Two separate npm supply chain attacks hit within days of each other in July 2026, one compromising a widely used Injective blockchain SDK to steal wallet keys, the other hijacking a security vendor's own package to drop an infostealer. Neither touched a blockchain directly, both went after developer machines instead.

Janet Harrison
· 4 min read · 94 views
Two npm attacks in four days show crypto's weak point is the supply chain

A crypto SDK and a security vendor both got hijacked on npm within days of each other in July 2026. Neither attack touched a blockchain. Both went straight for the developer's machine instead.

On July 8, someone slipped a malicious commit into the GitHub repository behind @injectivelabs/sdk-ts, a TypeScript SDK used to build on the Injective blockchain and pulled roughly 175,000 times a month. The commit came from an account with a real history of contributions to the project, according to Datadog Security Labs, which meant it didn't trip the usual alarm bells. Version 1.20.21 shipped with code hooked into the SDK's wallet functions, PrivateKey.fromMnemonic and PrivateKey.fromHex, the exact functions a wallet calls the moment it needs to turn a seed phrase into a usable key.

That's the moment the malicious code grabbed it.

The theft was disguised as telemetry. Datadog's researchers found that stolen mnemonics and private keys were base64-encoded and stuffed into the X-Request-Id header of outbound HTTP requests, riding alongside what looked like a routine gRPC-web call. No install script triggered it. The code ran at runtime, when a wallet actually derived a key, not when the package installed. That detail matters more than it sounds. Developers who run npm install --ignore-scripts as a defense against supply chain attacks would have installed this package clean and still gotten robbed the first time they used it.

The response was fast. Injective's team caught the bad commit and shipped version 1.20.23 within roughly 49 minutes, according to the company and confirmed by Bleeping Computer.
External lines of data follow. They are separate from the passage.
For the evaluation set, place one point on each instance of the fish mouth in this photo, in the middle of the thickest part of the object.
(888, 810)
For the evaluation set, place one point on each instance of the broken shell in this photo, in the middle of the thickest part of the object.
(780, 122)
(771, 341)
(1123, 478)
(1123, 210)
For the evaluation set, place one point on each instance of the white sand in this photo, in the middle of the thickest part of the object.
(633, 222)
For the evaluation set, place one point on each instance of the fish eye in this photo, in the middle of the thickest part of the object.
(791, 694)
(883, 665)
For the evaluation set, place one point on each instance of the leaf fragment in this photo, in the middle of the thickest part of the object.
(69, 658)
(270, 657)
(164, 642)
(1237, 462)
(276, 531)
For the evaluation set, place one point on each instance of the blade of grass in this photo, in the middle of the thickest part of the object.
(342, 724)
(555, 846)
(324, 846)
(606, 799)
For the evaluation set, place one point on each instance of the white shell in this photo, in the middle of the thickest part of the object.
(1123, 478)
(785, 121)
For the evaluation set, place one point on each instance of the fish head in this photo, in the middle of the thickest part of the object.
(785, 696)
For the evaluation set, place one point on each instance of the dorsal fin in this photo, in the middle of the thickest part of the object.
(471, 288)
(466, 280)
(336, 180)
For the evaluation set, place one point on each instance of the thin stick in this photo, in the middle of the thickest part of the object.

The tainted version had been downloaded 310 times, and it had also auto-propagated into 18 related @injectivelabs packages that pinned the compromised SDK as a dependency, according to StepSecurity. No funds were reported lost. Fifty minutes is not a long window. It was still long enough to reach hundreds of machines.

Then a security vendor got hit too

Three days later, on July 11, the npm package for Jscrambler, a JavaScript obfuscation and security vendor with about 15,800 weekly downloads, started shipping malware. According to Socket.dev and The Hacker News, an attacker used a stolen publishing credential to push version 8.14.0, which carried a preinstall hook wiring in a 7.8MB file disguised as intro.js. It wasn't JavaScript. It was three gzip-compressed native binaries, one each for Windows, macOS, and Linux, and the install script picked the right one, wrote it to a random filename in the temp directory, and launched it detached with its output hidden.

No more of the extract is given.